The program provides individuals eligible for long-term care and soon to be eligible for long-term care with 24/7 access to non-emergency support through home visits and remote monitoring. The program also leverages the training and expertise of paramedics in a non-emergency capacity, to help seniors and their caregivers feel safe and supported in their own communities. This has had the added benefit of potentially delaying the need for care in a long-term-care home.

As of this summer, there are more than 23,000 individuals receiving care through the Community Paramedicine for Long-Term Care Program. This is yet another action we are taking to help maintain the stability of our health care system while ensuring that Ontarians receive the care they need and deserve.

It is extremely important to our government to hear from the people within long-term-care homes when moving forward with our plan to fix long-term care. That’s why we’re always connecting with residents, essential caregivers, families and long-term-care staff, including registered nurses, registered practical nurses and personal support workers.

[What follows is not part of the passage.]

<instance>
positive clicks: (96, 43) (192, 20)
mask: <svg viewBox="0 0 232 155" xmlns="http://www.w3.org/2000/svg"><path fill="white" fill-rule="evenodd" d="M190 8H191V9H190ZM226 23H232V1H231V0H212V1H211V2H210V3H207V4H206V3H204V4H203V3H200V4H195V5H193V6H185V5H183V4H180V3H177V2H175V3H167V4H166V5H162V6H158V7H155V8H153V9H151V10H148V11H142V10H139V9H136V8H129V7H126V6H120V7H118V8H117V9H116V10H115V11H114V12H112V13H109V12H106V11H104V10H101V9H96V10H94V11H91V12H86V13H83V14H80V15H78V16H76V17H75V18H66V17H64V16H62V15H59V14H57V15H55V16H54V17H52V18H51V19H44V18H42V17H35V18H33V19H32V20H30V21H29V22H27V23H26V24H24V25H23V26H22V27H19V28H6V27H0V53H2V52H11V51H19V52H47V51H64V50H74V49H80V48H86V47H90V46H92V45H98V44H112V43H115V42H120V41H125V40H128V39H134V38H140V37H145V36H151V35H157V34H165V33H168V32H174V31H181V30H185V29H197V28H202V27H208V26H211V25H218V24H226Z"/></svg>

The feedback and insights that we receive from people on the ground in long-term care are invaluable and help shape the solutions and directions of our government. This will continue to be true moving forward, as we continue to innovate and evolve in long-term care and in the broader health system.

For the reasons I mentioned at the beginning of this speech, this is a critical time for action in Ontario. That’s why we’re doing everything we can to fix long-term care and to ensure that our broader health care system is stable. That’s why I’m here today, joined by Minister Calandra, to put forward proposed amendments to the Fixing Long-Term Care Act. Through these proposed amendments and the other actions we are taking, our government is taking a holistic approach to solving the challenges facing the health system. This is the only approach that will work, because of the interconnected nature of our system. Using this approach, we will ease the current strain on the health system and help ensure that every Ontarian has access to care when they need it, where they need it.